The consumer welfare standard is a policy notion that’s achieved a lot notoriety of late. Not surprisingly. Due to errant Biden administration appointees like FTC Chair Lina Khan, the federal government has become more aggressive about attempting to block mergers. So, while conservatives and libertarians are wise to put up a spirited fight against Khan’s suffocation of property rights and reason, their embrace of the consumer welfare standard is puzzling.
Robert Bork popularized the above notion. Supposedly the only justification for government getting in the way of corporate combinations would be if a merger was perceived by the political class as anti-consumer. Which should have the mildly sapient wondering. A lot. What do political types know about consumers, and better yet, what could they possibly know about what’s good for consumers?
These questions rate asking owing to the simple truth that government officials, by virtue of working in government, are constrained by the known. And in commercial terms the known is yesterday’s news. Businesses that want to prosper in an incredibly dynamic marketplace must be constantly evolving. If not, they face obsolescence. What’s important here is that a merger that might make perfect sense to those in the proverbial arena wouldn’t necessarily make sense to government officials. Precisely because businesses are feverishly trying to rush an all-new future into the present, it’s not unreasonable to suggest that proposed mergers are rooted in some pretty outlandish visions of what’s ahead. Government can’t be expected to understand this, or to decide wisely on the matter.

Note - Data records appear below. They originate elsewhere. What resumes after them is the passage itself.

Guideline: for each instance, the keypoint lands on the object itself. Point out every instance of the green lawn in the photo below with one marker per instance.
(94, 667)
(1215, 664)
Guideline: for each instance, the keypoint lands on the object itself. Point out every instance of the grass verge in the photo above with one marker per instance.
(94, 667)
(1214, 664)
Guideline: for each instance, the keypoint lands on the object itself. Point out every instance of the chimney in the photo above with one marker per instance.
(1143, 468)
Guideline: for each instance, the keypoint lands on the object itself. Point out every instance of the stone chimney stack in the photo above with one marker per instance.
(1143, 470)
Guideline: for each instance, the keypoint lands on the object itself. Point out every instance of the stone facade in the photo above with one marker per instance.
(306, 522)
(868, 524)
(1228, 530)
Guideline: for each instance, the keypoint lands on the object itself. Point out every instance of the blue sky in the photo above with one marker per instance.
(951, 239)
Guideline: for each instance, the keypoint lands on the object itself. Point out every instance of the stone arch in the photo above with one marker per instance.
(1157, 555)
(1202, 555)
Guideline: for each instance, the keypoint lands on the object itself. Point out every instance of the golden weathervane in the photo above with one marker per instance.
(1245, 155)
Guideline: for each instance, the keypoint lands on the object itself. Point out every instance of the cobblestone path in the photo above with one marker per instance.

To use but one example, if Walmart had chosen to acquire Amazon in 2001, antitrust types wouldn’t have batted an eye. But if the big box retailer had chosen to purchase Barnes & Noble, Borders Books, or Blockbuster Video in 2000, readers can rest assured that all three combinations would have faced difficult scrutiny in Washington. “Consumer welfare” would have factored. In hindsight, readers hopefully know how pointless this kind of oversight would have been. Companies should be free to merge solely because their shareholders desire just that, and without regard to some gauzy notion of “consumer welfare” that bureaucrats and politicians couldn’t divine on their very best day.
To which some will say consumer welfare is more about prices. If two powerful companies combine such that they dominate a certain market, they could potentially raise the prices of goods and services within said market. They certainly could, but only at the expense of their long-term survival. Seemingly lost on the political class is that wide margins are to other businesses and entrepreneurs the equivalent of blood in the water for sharks. To keep prices artificially high is to place a bull’s eye on oneself. Better yet, businesses are rewarded in the marketplace via higher valuations for pushing down the prices of everything. See Silicon Valley if you doubt this. It’s a reminder that if corporations merged with an eye on gouging customers, it’s highly unlikely that any investment bank would finance their merger. They wouldn’t because few would buy the debt.
Others will contend that government must consider consumer welfare through the prism of what the merged will do with their inventory. The argument here is that a corporate combination could result in so much “market power” that the combined entities could literally withhold goods and services from the marketplace. Try not to laugh. Talk about a merger that no one would finance. More broadly, bureaucrats and politicians with plainly limited business experience seem to ignore just how risky the act of hoarding is. While market goods are being withheld, consumer preferences could change, or new products and services could be rolled out that would render warehoused items undesirable. Seriously, it’s not serious to presume hoarding on the part of businesses.
After which, the only answer to mergers should be that they’re by definition pro-consumer. They are because businesses are in the business of producing wealth for their shareholders, and the only way to do that is to meet the needs of consumers, and perhaps more important, show consumers what they really need. Importantly, bureaucrats can’t decide any of this, thus rendering the consumer welfare standard anti-consumer based on the conceit underlying it that governments have a faint clue what we want and need.